Another social media enthusiast also reminds us that “while being called a nigger or a kaffir can shake your entire day, racism, as with other structural prejudices like patriarchy, is not simply about name-calling and hurt feelings. It is about institutional power, formal or informal, as part of supremacy. It is the ability to manipulate the inbuilt bigotry of society and weaponise its structures against minorities. It is about the ability to snuff someone’s life out, while you stare without a care at someone filming you take a life. It is the stuff of ethnic cleansing.”

I say again, one of the great successes of the apartheid government was the element of colourism, divide and rule the black population by making some distinction between the so-called coloureds, Indians and black Africans. How the woke generation today furthers that argument by wanting to constantly draw distinction between yellow-boned, mix-race kids and Indian descendants, is sad. All they are really doing is perpetuating apartheid doctrine and dividing the black population.

Where some eloquently talk about how neoliberalism heaps blame (guilt axis and moral failings) on top of shame (ontological failings) thereby weaponising the discourse; in many ways enacting the zone of being vs nonbeing as a method of social control.

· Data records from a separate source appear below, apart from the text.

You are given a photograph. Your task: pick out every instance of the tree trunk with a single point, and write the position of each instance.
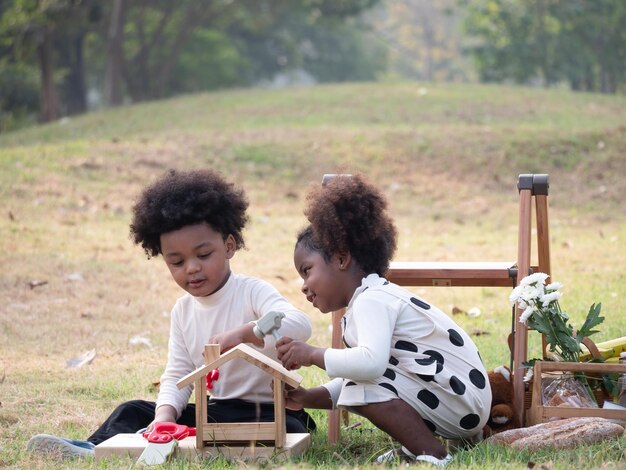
(76, 89)
(49, 103)
(115, 58)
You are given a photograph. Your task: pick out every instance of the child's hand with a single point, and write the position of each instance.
(296, 354)
(295, 398)
(230, 339)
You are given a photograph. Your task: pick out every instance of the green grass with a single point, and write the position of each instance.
(447, 157)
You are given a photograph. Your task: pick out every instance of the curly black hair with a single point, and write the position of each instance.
(349, 214)
(181, 198)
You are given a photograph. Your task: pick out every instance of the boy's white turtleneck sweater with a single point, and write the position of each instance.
(194, 320)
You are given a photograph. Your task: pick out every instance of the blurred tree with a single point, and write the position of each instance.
(49, 33)
(195, 44)
(147, 49)
(423, 38)
(582, 42)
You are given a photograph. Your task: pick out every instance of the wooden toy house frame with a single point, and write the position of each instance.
(240, 434)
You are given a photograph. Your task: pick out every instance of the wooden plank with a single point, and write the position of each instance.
(191, 377)
(543, 246)
(270, 366)
(334, 416)
(238, 432)
(251, 355)
(593, 367)
(201, 406)
(211, 353)
(279, 413)
(132, 445)
(520, 336)
(450, 274)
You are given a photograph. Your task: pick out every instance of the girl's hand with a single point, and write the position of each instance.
(295, 398)
(296, 354)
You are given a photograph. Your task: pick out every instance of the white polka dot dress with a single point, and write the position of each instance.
(399, 346)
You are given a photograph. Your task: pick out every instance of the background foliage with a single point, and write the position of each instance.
(64, 57)
(446, 155)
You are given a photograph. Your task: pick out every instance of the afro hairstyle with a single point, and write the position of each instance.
(349, 214)
(181, 198)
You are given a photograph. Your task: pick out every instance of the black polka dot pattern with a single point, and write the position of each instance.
(455, 338)
(420, 303)
(428, 398)
(469, 421)
(430, 425)
(389, 387)
(405, 346)
(434, 356)
(477, 378)
(426, 378)
(457, 386)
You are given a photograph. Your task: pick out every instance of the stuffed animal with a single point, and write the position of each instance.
(502, 416)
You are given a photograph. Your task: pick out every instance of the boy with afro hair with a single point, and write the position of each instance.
(194, 220)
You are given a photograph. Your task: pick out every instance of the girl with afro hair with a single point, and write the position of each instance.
(194, 220)
(407, 366)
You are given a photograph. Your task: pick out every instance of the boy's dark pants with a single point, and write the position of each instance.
(131, 416)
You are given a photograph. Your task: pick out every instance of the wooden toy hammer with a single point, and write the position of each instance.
(268, 324)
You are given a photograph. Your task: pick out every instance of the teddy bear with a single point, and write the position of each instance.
(502, 416)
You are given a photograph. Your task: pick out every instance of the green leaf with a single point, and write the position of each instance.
(593, 319)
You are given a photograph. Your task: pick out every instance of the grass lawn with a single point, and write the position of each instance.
(447, 157)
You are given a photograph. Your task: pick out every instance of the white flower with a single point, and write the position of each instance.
(532, 293)
(553, 286)
(547, 299)
(523, 318)
(515, 295)
(534, 278)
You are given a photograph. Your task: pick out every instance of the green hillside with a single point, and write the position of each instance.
(447, 157)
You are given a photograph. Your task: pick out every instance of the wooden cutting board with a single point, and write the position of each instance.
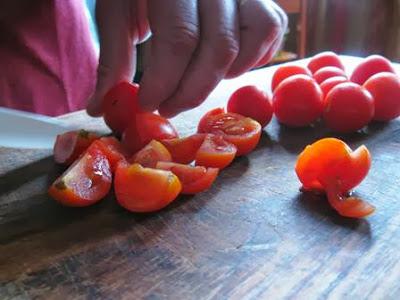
(253, 235)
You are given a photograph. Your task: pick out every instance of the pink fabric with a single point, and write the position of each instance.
(47, 60)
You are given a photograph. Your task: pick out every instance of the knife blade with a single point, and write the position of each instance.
(20, 129)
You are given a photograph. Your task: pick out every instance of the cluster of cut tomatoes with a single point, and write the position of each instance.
(303, 95)
(151, 165)
(330, 166)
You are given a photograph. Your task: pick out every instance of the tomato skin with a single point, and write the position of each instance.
(151, 154)
(250, 101)
(120, 105)
(330, 83)
(297, 101)
(327, 72)
(183, 150)
(215, 152)
(146, 127)
(236, 129)
(139, 189)
(85, 182)
(285, 72)
(385, 89)
(324, 59)
(194, 179)
(370, 66)
(70, 145)
(348, 107)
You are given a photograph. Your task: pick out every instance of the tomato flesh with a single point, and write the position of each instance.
(139, 189)
(85, 182)
(183, 150)
(151, 154)
(194, 179)
(215, 152)
(70, 145)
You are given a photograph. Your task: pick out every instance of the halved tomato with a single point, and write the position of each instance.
(141, 189)
(215, 152)
(183, 150)
(85, 182)
(194, 179)
(152, 153)
(243, 132)
(146, 127)
(113, 150)
(70, 145)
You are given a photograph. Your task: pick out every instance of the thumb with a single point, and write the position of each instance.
(117, 59)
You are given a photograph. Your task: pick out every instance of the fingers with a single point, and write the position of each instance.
(175, 35)
(260, 26)
(218, 48)
(117, 51)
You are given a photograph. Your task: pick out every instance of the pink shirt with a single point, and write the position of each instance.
(47, 59)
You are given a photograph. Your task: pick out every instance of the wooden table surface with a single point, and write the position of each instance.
(253, 235)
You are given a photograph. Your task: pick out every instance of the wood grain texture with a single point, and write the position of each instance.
(253, 235)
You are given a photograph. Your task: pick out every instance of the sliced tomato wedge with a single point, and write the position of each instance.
(85, 182)
(243, 132)
(215, 152)
(183, 150)
(70, 145)
(141, 189)
(194, 179)
(151, 154)
(113, 150)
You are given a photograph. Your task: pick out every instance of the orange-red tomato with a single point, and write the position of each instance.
(243, 132)
(385, 89)
(215, 152)
(70, 145)
(146, 127)
(286, 71)
(297, 101)
(331, 166)
(250, 101)
(151, 154)
(327, 72)
(324, 59)
(85, 182)
(120, 105)
(141, 189)
(194, 179)
(371, 65)
(183, 150)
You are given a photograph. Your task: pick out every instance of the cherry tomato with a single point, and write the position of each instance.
(348, 108)
(85, 182)
(327, 72)
(120, 105)
(113, 150)
(141, 189)
(297, 101)
(324, 59)
(151, 154)
(249, 101)
(215, 152)
(370, 66)
(286, 71)
(146, 127)
(183, 150)
(331, 166)
(385, 89)
(194, 179)
(330, 83)
(70, 145)
(243, 132)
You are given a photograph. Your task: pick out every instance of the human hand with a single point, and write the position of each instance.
(194, 45)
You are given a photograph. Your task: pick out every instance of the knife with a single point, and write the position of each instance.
(20, 129)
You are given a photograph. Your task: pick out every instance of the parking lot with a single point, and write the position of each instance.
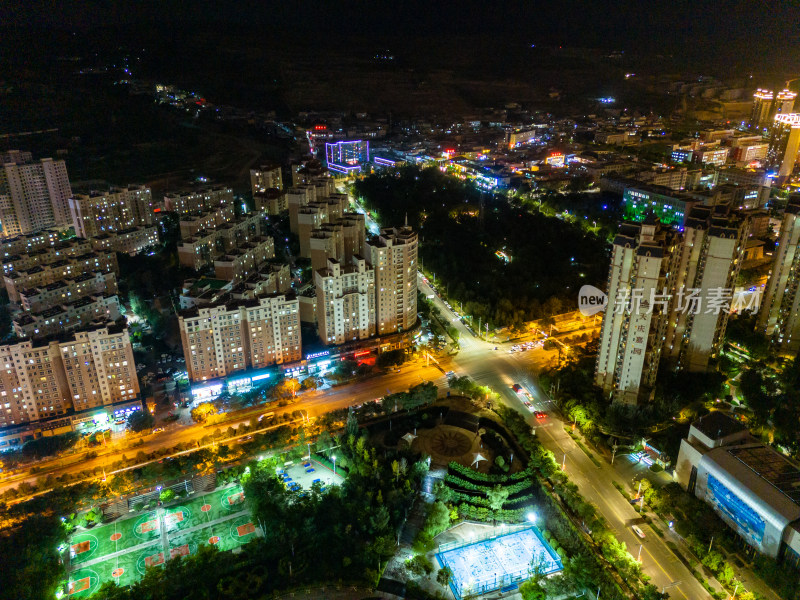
(305, 474)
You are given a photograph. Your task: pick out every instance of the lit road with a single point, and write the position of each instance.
(312, 403)
(500, 370)
(487, 366)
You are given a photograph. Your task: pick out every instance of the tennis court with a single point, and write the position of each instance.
(134, 544)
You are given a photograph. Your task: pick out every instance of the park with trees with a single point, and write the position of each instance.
(461, 228)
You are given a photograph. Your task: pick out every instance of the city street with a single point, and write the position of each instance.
(500, 370)
(312, 403)
(497, 369)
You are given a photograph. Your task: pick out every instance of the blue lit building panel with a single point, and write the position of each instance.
(734, 510)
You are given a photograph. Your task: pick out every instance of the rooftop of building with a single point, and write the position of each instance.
(770, 466)
(717, 425)
(230, 303)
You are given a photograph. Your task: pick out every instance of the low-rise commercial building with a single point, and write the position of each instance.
(265, 177)
(753, 488)
(670, 207)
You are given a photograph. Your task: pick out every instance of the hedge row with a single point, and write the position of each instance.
(478, 477)
(513, 488)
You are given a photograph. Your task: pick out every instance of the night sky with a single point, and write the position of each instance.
(760, 33)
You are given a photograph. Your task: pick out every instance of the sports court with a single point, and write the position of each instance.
(123, 550)
(500, 562)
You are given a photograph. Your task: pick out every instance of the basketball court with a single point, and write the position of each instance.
(122, 551)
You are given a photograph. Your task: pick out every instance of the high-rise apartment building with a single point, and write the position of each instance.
(235, 335)
(92, 262)
(118, 209)
(99, 367)
(784, 143)
(784, 102)
(33, 195)
(266, 177)
(669, 297)
(91, 368)
(642, 267)
(766, 105)
(710, 256)
(393, 256)
(779, 317)
(198, 200)
(345, 301)
(346, 157)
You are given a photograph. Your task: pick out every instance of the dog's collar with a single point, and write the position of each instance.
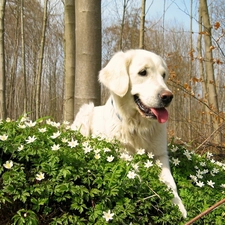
(117, 114)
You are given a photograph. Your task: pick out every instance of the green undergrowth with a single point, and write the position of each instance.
(50, 174)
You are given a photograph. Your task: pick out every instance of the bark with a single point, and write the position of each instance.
(142, 26)
(40, 62)
(2, 62)
(88, 52)
(68, 112)
(209, 70)
(125, 2)
(23, 58)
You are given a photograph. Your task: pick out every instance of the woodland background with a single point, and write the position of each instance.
(51, 52)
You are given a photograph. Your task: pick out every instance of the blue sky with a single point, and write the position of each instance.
(176, 11)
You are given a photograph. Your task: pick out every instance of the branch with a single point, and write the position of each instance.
(206, 212)
(210, 136)
(199, 100)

I do hope the above gave you a sense of the real contemporary issues surrounding the race question here and abroad. I would have loved to continue with much more complex arguments on this matter, such as, the zone of being vs nonbeing (Fanon and Dos Santos synthesised by Berkeley Professor Grosfugel). The very controversial Abrahamic guilts vs innocence spectrum, captured through a secular cultural lens, thus avoiding gnarly religious arguments. The origin of guilt vs innocence dichotomy is deeply ingrained in the social anthropology of Western society, shame, historically the social control mechanism of Eastern and Middle Eastern society, and last but not least, the political economy of guilt and shame.

Where some eloquently talk about how neoliberalism heaps blame (guilt axis and moral failings) on top of shame (ontological failings) thereby weaponising the discourse; in many ways enacting the zone of being vs nonbeing as a method of social control.

Personally, I believe many progressives do the same thing, but on woke topics; firstly through ad hominem arguments that “play the player, not the ball” and cast some demographics, ontologically, into a position of shame, and secondly through a list of moral behaviour expectations that must be adhered to in order for those demographics not to be deemed guilty of immoral behaviour by the Twitter warriors of the progressive priesthood. Again, I would have loved to continue with much more of these complex arguments on this matter but alas, time does not permit.

As for my twins, by the time I had concluded on this very serious matter which speaks directly to their identity and how they will henceforth interact with their woke counterparts, it left them very seriously saturated. Never before have they, until now, so fully understood the adage, the struggle continues for the black man! We simply must stand together in this fight.